A business understands that 80 percent of their profit comes from 20 percent of their customers. Their task is to either make the other 80 percent of their customers produce the same ratio of income as the 20 percent do or to reduce the 80 percent that only produce the 20 percent profit or change them for the 20 percent type of customers that produces the 80 percent of their profits.

Imagine what would happen if 80 percent of your time, energy and money which you spend on fraud and complaint problems was reduced to 20 percent? What a difference that would make!

We need to understand how we can use this principle to reduce complaints and fraud to an acceptable maximum. Perhaps we only need to apply our policies of handling complaints and fraud to that 20%? Reducing 80% of our time handling fraud and complaints down to 20% of our time.

According to John C. Maxwell in his book ‘Developing The Leader Within You’, 20 percent of you priorities will give you 80 percent of your production IF you spend most of your time, energy, money and personal attention on that 20 percent.

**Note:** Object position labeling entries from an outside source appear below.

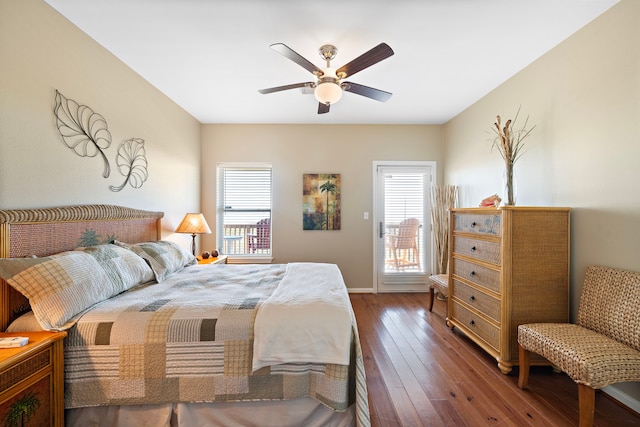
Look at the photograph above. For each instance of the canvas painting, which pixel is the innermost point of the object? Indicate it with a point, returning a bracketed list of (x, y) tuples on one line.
[(321, 201)]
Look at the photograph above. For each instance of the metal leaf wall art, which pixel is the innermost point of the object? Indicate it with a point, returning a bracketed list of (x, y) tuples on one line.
[(85, 132), (132, 163)]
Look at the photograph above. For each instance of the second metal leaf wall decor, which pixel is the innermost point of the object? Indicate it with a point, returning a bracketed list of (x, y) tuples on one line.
[(85, 132)]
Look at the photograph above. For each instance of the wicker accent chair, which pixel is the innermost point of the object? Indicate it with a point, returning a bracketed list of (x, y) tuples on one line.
[(404, 245), (602, 348)]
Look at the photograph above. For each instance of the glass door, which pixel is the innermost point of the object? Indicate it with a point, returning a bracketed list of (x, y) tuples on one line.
[(403, 226)]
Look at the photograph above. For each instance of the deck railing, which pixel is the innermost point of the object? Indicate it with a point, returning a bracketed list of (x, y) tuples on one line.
[(236, 239)]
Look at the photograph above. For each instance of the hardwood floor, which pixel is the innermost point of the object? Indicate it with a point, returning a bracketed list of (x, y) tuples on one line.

Use the Pareto Principle, in relation to Complaints and Fraud, to isolate that 20 percent of your priorities that will reduce your losses the most. This means putting into place policies, processes and procedures that will effectively reduce those handicaps to the irreducible minimum.

For example, categorizing your complaints will help you to locate areas of your business which require the most attention. Perhaps 80% of your complaints come from long delays on the phone. Correcting this with a change of policy on how clients are handled by phone would result in an 80% drop in complaints in this example.

Isolating those successful actions which resulted in an sudden increase in business; perhaps a special discount offered or a particular phasing in your advertising, could result in an increased flow in business thereby.

Discovering that 80% of the communications in the company are a waste of time due to the same communications being bounced around with no result and putting in place processes to ensure this does not happen can reduce the amount of company time wasted.

Even one’s own inbox or incoming communications or documents. Picking up a document or paper and actually handling it on the spot rather than putting it down again with the thought ‘I will handle that later’, will reduce wasted valuable time and energy as the matter will not then require handling twice.